Van het begin af aan heeft Planck beseft, dat hij een ontdekking van fundamenteel belang en onafzienbare draagwijdte had gedaan. Op een lange wandeling met zijn zoon in Grunewald bij Berlijn vertrouwde hij hem toe, dat hij mogelijk een ontdekking van de eerste rang had gedaan, misschien alleen te vergelijken met Newtons ontdekkingen. Hierin heeft Planck volkomen gelijk gekregen: zijn werkingsquantum staat aan de oorsprong van de quantenfysica, die als een geheel nieuwe natuurkunde staat naast de op Newtons wetten gebaseerde zgn. klassieke natuurkunde. Het is nu interessant, na te gaan, in hoeverre deze man, die ons een zo revolutionnaire nieuwe kijk op de natuur ontsloot, een open of een afgesloten houding eigen was ten opzichte van nieuwe ontwikkelingen in de natuurkunde door zijn vakgenoten.

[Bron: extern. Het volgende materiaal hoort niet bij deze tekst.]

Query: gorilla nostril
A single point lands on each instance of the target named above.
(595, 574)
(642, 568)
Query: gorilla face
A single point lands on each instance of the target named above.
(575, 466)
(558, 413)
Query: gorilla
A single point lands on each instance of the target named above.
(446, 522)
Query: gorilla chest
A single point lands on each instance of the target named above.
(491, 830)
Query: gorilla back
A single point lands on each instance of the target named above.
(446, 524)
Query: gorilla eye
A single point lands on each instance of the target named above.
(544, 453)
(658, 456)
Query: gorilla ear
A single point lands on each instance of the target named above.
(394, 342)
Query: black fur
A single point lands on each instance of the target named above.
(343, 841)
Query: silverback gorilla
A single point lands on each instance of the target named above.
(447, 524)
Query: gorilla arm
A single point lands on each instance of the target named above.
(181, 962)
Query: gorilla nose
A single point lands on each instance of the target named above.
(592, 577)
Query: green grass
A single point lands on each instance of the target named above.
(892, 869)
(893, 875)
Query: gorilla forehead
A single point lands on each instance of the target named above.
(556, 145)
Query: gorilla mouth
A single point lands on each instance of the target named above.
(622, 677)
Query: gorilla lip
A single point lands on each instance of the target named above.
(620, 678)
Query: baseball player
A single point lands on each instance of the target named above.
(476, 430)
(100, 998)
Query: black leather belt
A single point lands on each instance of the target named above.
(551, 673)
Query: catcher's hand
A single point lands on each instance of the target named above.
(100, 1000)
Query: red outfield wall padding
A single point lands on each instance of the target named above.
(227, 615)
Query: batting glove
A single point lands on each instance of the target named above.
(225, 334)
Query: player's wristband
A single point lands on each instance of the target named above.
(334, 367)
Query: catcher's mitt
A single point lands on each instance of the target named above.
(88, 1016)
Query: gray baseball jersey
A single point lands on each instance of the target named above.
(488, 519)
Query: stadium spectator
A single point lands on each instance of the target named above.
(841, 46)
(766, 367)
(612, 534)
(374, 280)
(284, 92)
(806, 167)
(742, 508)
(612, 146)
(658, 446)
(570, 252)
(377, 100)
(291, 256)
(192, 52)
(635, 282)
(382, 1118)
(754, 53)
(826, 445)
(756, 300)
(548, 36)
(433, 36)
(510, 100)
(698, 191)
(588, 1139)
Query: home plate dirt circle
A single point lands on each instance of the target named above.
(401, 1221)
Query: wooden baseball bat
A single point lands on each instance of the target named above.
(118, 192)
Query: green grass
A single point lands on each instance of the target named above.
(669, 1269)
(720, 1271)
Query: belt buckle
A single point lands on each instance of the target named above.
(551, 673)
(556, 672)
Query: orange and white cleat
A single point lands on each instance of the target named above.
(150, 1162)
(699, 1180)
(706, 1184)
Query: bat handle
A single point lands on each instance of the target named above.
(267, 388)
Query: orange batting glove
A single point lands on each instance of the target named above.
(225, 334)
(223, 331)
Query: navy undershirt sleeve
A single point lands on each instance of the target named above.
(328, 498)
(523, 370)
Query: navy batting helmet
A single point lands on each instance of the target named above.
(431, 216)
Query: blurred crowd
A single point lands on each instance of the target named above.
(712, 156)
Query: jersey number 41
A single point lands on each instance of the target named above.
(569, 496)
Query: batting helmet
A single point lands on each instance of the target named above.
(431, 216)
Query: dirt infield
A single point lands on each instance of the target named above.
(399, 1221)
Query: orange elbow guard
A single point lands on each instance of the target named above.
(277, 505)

De schokkendste vernieuwing in het natuurkundig denken bracht Albert Einstein in 1905 met zijn (speciale) relativiteitstheorie. Dat onze gewone begrippen van lengte- en tijdsmaat een relatieve betekenis hebben, is een conclusie die onverbiddelijk uit de beginselen van de relativiteitstheorie volgt, maar moeilijk aanvaardbaar is, niet alleen voor de leek in het vak, maar ook voor de natuurkundige van de jaren rond 1910. Max Planck heeft zich onmiddellijk opgeworpen als verdediger en voorvechter van Einsteins hypothese - want veel meer dan een hypothese was zijn theorie aanvankelijk nog niet. Wat velen van de relativiteitstheorie afschrikte, was dat zij voerde tot resultaten waarbij alle aanschouwelijkheid zoek was. Welnu, Max Planck zegt reeds in 1910:
‘De eis van aanschouwelijkheid kan in veel gevallen gerechtvaardigd zijn, maar onder bepaalde omstandigheden, bijzonder tegenover het binnendringen van nieuwe, grote ideeën in de wetenschap, kan hij een nadelige remming betekenen’. ‘Wie eenmaal de stap gewaagd heeft, zich in de gedachtengang van deze nieuwe voorstellingen te verdiepen, kan zich op de duur niet meer onttrekken aan de betovering die ervan uitgaat’. (Physikalische Rundblicke, 1922, 55 en 61). Vanuit deze houding is het Planck gelukt, ook zelf enige waardevolle bijdragen te leveren voor de opbouw en voltooiing van de relativiteitstheorie.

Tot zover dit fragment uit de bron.